Although clearly a huge Whedon fan Amy Pascale never shirks from dealing with Whedon’s failures (TV show Dollhouse flopped, various projects such as an animated series of Buffy never got made) to his successes which include a production of Much Ado About Nothing to the current TV series Agents of S.H.I.E.L.D. as well as the recent huge smash hit movie Avengers Assemble. Amy Pascale has produced an essential guide to one of the greatest screenwriters of our time as he enters his fiftieth year.
Were all these facts from the book? Because some of them are inaccurate.

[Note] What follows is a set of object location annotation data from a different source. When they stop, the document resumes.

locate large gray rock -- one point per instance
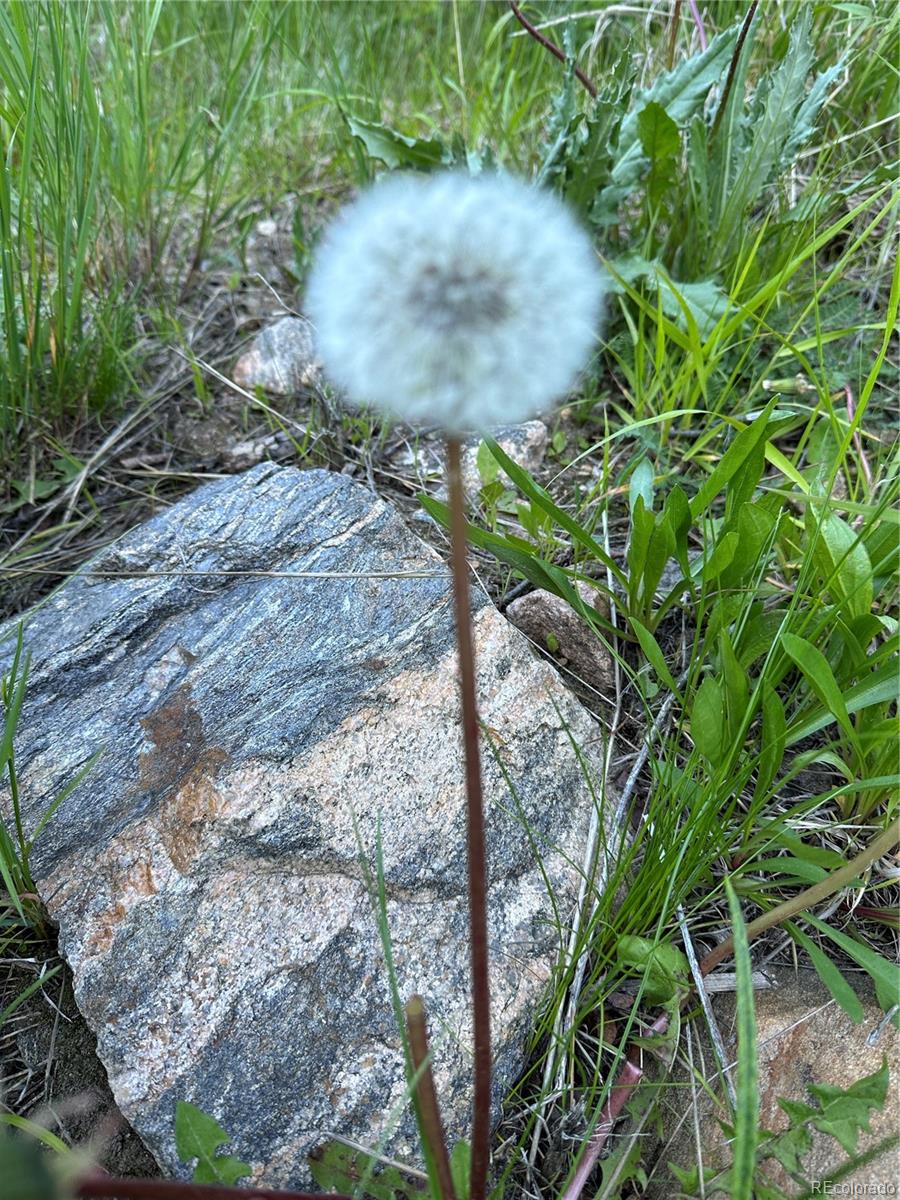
(281, 665)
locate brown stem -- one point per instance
(106, 1187)
(429, 1109)
(809, 897)
(475, 829)
(550, 46)
(733, 67)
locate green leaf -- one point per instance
(461, 1169)
(538, 496)
(731, 462)
(396, 150)
(747, 1113)
(661, 144)
(654, 655)
(737, 687)
(487, 466)
(879, 688)
(198, 1135)
(641, 485)
(681, 93)
(819, 675)
(708, 720)
(829, 975)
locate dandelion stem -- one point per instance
(432, 1126)
(475, 829)
(550, 46)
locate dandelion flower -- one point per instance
(457, 301)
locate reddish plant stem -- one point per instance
(475, 829)
(429, 1109)
(550, 46)
(733, 67)
(106, 1187)
(673, 34)
(810, 897)
(622, 1091)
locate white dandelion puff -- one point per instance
(457, 301)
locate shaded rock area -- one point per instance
(262, 664)
(281, 360)
(803, 1038)
(552, 624)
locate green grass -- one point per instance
(727, 479)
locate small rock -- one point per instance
(275, 694)
(281, 360)
(556, 628)
(803, 1038)
(525, 444)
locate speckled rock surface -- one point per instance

Buffy aired until 2003, but was not cancelled (SMG did not want to continue, and you can’t do the show without Buffy). Firely was cancelled, but in 2002. And Angel wasn’t cancelled until 2004.
And with regards to the ratings of Buffy vs Firefly, Firefly’s average rating was 4.7 million, while Buffy’s was between 4-6 million (with its highest being 7.7), so… “better ratings than Buffy ever did”? Just not true.
/end rant of pedantic Whedonite.
Oops! Thanks for pointing those out. They are certainly my errors and not the book’s. I have amended the text accordingly. Apologies to all concerned.
1. You are right about the manner in which the shows ended. I have changed this now.
2. In my defence I did say “around 2003” not “in 2003”. But I have changed that anyway as it’s potentially misleading.
3. According to the book “Firefly was averaging 4.7 million viewers per episode – more than even the highest-rated episodes of Buffy and Angel but a dud by Fox standards at the time; the series was expected to pull in almost triple that amount.” (P219)
If this is an error (and it sounds like it might well be), it is an error in the book rather than my own. I will look into it. Thanks again! I prefer to be accurate.
On second thoughts, I have deleted the bit about the ratings too. Thanks for your help. Much appreciated!